Of Velazquez, Bonnat wrote, “He paints Nature as he sees her, and as she is.”2 This is a principle Bonnat tried to instill into his students as well. One of his American students, E. H. Blashfield, had this to say of his teacher: “He never taught how one should see, only to see.”3
So, how do you educate your eye and yet not remain ignorant of what you are looking at?
The answer, if you are intent upon drawing what you see, is as Carolus-Duran implies and the story of the missing clavicle proves. It is the order of learning that is important.
To be more specific, I often remind my students of my first introduction to Sight-Size. When I was 16 I took a class called, Artistic Anatomy. We spent most of each session drawing a live model, in Sight-Size. Only after we had some success in drawing what we saw, did the instructor, Annette LeSueur (a former student of Richard Lack’s), begin to discuss the anatomical aspects of the figure. We were always to see it first, then draw, then analyze what we were seeing. In that way our sight was sharpened because we looked first.
Edward Poynter, Nude bending over, and a skeleton in similar pose (detail), 1872.

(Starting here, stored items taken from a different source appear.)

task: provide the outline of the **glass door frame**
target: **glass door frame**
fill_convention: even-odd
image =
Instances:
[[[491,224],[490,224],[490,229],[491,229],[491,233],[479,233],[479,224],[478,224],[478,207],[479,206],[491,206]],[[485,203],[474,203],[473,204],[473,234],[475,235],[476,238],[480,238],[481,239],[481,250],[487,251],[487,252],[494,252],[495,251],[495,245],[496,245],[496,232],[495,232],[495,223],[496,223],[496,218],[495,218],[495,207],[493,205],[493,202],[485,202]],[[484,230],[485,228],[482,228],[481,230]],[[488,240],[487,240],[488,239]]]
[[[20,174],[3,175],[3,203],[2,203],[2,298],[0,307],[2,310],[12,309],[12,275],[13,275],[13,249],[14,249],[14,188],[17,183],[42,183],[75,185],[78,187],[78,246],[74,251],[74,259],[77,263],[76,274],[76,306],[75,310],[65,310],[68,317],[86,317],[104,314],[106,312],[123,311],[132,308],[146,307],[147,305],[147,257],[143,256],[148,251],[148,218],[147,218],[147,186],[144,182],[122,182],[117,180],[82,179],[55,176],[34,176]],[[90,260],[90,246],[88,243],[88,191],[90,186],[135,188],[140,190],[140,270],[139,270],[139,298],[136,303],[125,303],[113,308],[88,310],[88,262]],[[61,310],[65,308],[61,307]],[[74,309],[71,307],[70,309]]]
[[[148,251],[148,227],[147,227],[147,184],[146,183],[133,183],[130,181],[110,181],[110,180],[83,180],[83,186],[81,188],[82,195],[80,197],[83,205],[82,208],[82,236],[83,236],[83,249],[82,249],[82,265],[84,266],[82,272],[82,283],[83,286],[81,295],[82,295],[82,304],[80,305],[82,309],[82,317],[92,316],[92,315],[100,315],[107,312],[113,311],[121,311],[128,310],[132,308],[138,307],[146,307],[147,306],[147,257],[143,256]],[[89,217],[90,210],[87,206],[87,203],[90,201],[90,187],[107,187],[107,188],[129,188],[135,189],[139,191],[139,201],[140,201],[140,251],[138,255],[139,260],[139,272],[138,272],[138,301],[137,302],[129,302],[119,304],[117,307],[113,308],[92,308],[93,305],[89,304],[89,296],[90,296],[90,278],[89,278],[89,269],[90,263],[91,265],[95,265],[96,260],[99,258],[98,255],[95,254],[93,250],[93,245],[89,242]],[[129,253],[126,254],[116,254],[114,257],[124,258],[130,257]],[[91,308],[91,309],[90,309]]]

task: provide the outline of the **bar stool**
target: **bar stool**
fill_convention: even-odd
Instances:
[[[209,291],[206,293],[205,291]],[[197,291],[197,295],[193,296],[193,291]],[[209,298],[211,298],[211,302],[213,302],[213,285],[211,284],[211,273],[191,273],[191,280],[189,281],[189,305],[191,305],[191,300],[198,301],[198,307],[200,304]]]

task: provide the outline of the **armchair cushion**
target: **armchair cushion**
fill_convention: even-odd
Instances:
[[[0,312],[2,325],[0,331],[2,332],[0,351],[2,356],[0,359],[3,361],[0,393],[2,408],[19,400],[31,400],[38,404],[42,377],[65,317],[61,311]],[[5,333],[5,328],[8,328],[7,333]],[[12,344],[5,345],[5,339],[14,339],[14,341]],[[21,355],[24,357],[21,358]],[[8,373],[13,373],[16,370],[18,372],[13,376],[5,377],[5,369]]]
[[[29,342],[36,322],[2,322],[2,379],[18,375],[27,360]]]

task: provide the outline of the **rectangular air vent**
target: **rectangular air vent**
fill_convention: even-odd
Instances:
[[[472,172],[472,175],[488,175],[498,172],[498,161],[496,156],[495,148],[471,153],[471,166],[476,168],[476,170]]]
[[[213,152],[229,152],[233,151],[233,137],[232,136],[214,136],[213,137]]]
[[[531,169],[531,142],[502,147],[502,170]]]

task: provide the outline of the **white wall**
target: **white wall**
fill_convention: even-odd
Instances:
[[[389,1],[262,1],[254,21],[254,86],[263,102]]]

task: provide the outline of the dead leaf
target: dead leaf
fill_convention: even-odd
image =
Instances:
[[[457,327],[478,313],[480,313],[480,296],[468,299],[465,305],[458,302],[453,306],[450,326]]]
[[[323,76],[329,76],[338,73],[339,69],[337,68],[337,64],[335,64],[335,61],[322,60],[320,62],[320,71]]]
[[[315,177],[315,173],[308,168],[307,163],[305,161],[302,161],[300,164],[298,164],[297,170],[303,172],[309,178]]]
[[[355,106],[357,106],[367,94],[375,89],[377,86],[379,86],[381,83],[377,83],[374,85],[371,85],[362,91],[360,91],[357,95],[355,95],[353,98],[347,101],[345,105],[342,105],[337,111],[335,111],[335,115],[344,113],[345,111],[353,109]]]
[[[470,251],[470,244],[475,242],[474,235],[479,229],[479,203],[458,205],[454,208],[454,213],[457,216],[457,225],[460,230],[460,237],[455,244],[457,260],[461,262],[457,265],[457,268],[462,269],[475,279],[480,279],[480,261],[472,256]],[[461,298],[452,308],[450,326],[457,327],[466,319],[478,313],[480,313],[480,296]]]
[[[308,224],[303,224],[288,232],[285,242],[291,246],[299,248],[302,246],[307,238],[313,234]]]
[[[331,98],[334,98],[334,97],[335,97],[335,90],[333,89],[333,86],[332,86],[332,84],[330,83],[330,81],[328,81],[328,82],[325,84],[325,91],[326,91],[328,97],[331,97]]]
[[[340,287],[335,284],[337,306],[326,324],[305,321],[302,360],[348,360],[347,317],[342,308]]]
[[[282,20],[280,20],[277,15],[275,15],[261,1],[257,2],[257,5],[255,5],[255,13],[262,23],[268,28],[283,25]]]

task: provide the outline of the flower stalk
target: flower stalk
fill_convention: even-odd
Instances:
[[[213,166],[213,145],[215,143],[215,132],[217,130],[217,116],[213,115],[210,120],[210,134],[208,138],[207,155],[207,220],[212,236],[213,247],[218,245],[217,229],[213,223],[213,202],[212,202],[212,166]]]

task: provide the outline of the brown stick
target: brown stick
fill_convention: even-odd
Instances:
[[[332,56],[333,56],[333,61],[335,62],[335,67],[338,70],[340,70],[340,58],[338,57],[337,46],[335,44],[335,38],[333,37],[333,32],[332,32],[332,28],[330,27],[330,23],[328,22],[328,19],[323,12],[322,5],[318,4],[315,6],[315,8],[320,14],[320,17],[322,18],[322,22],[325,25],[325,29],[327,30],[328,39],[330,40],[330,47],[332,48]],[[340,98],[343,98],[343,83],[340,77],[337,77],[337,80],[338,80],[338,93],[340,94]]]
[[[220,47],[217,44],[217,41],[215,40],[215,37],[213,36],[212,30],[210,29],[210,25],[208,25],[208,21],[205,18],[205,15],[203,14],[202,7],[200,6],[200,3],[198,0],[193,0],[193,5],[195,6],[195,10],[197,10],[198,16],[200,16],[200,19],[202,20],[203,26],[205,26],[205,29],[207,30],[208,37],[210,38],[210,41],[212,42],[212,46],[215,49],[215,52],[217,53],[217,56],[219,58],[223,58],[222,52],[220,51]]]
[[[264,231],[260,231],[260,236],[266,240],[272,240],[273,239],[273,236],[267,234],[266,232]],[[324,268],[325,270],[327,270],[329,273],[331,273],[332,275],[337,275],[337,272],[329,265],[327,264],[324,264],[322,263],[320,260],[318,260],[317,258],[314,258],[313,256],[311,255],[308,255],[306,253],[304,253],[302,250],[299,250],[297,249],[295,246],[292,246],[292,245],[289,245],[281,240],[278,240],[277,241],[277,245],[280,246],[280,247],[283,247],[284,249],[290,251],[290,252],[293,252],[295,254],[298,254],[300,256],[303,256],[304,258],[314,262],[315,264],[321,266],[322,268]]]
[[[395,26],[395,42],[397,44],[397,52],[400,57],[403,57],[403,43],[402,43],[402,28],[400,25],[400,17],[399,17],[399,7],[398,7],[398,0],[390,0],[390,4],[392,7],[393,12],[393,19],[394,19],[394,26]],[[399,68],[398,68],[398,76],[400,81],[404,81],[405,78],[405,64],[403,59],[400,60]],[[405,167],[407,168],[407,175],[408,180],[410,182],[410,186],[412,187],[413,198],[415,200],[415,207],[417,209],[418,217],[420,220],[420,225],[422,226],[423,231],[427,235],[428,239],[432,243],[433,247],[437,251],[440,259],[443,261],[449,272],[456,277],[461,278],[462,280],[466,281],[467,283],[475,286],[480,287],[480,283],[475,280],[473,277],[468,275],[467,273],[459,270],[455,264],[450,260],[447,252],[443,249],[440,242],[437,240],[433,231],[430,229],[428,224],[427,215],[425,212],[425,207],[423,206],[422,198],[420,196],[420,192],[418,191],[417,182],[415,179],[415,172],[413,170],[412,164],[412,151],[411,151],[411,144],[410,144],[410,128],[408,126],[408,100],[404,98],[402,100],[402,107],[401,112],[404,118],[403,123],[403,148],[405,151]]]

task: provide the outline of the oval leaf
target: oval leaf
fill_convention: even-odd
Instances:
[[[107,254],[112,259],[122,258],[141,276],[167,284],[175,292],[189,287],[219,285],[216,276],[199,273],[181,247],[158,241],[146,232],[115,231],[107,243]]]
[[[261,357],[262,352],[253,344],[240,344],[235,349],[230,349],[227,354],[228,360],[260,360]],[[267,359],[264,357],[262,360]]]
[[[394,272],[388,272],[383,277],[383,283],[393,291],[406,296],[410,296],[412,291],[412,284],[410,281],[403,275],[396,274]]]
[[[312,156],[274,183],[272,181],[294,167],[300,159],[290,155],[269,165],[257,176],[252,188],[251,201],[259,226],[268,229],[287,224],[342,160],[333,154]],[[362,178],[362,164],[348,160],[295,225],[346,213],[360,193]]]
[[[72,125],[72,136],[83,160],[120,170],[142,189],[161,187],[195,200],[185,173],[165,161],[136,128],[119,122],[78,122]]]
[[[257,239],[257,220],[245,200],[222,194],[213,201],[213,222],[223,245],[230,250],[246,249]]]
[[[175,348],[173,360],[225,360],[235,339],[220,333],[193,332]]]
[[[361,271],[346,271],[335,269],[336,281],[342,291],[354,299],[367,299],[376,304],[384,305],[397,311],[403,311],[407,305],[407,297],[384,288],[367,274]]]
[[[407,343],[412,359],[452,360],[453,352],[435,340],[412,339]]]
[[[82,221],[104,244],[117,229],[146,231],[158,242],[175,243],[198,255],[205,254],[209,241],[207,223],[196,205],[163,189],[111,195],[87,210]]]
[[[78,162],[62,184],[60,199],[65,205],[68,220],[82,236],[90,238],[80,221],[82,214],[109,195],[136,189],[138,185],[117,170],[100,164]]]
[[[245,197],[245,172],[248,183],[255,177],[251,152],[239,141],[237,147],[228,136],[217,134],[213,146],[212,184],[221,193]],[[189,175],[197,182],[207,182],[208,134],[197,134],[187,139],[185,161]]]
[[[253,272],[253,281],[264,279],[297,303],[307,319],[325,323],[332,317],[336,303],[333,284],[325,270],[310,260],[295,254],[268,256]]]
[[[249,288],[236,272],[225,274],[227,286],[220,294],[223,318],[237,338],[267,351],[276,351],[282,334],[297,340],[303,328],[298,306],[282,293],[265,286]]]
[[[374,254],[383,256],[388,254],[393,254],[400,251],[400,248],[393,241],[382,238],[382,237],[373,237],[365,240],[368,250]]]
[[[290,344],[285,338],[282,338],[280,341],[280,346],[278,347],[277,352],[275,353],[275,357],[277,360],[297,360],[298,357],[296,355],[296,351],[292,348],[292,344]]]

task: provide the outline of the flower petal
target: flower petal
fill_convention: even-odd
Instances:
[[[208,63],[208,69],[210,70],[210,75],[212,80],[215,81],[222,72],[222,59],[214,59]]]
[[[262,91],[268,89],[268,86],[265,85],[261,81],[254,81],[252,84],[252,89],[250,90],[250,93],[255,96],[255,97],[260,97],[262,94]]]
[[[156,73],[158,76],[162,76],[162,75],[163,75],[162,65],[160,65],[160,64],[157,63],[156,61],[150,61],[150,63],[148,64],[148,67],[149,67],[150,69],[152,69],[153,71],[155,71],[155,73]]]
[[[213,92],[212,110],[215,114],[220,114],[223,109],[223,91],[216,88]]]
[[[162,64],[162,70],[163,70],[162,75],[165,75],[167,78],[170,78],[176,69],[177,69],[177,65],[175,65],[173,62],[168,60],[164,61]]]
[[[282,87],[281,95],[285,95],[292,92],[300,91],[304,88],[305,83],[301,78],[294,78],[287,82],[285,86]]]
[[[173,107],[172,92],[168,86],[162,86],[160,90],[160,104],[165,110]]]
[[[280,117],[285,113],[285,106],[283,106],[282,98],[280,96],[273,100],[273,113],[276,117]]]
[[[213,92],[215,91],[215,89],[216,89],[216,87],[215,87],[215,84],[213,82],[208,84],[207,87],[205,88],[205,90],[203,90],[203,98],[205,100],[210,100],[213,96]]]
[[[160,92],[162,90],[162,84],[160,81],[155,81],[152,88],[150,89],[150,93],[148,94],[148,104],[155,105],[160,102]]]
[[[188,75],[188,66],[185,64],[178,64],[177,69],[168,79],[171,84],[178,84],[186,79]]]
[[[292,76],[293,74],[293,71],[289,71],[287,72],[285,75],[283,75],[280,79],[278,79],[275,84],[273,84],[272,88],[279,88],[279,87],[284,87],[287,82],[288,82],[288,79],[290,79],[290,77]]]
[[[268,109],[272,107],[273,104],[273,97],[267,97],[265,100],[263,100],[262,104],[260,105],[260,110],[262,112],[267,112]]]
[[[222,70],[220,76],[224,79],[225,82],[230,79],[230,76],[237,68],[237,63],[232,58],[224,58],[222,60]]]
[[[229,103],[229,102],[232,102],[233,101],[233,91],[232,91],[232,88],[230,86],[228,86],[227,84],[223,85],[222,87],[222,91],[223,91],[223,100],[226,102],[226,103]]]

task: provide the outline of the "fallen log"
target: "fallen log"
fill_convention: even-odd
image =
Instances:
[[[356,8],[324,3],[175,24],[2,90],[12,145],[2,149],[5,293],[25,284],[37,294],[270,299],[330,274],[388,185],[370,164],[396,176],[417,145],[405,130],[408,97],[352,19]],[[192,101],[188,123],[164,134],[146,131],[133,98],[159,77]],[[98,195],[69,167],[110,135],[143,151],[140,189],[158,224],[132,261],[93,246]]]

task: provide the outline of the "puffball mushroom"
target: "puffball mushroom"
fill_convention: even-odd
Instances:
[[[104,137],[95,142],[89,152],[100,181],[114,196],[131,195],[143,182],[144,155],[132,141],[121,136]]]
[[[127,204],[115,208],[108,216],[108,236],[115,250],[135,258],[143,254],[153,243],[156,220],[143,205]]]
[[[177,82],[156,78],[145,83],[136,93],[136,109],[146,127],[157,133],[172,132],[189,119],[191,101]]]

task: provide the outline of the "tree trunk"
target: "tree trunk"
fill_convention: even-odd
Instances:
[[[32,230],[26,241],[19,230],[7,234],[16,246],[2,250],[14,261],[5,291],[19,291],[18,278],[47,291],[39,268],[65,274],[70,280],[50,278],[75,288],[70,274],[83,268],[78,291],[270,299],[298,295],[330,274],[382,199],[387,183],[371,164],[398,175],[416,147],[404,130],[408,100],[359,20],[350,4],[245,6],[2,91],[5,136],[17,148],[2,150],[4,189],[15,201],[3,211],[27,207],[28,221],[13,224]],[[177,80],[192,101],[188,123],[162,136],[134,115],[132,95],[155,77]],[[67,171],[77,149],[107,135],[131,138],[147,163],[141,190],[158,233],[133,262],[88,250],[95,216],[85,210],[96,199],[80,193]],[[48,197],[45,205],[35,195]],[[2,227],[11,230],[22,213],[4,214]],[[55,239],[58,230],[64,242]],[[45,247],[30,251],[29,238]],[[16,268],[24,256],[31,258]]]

There is no doubt that learning things like anatomy, construction, and all the other formulas for representing nature are immensely helpful in one’s quest to be an artist. This is especially true if you are intent upon learning to draw from your imagination. However, if you want to accurately draw and paint what you see, then you must first educate your eye. If you do not, when you are eventually confronted with a live model you may not only struggle with accuracy, you might end up representing what you do not even see – like a missing clavicle.
1As quoted in John Singer Sargent: His Portrait, Stanley Olson, St. Martin’s Press, NY, 1986, page 124. Also see this article here.
2Bonnat, in his preface to Aureliano de Beruete, Velazquez, Methuen and Co., London, 1906, Page xxii.
3E. H. Blashfield in John C. van Dyck, Modern French Masters, The Century Co., 1896, page 50.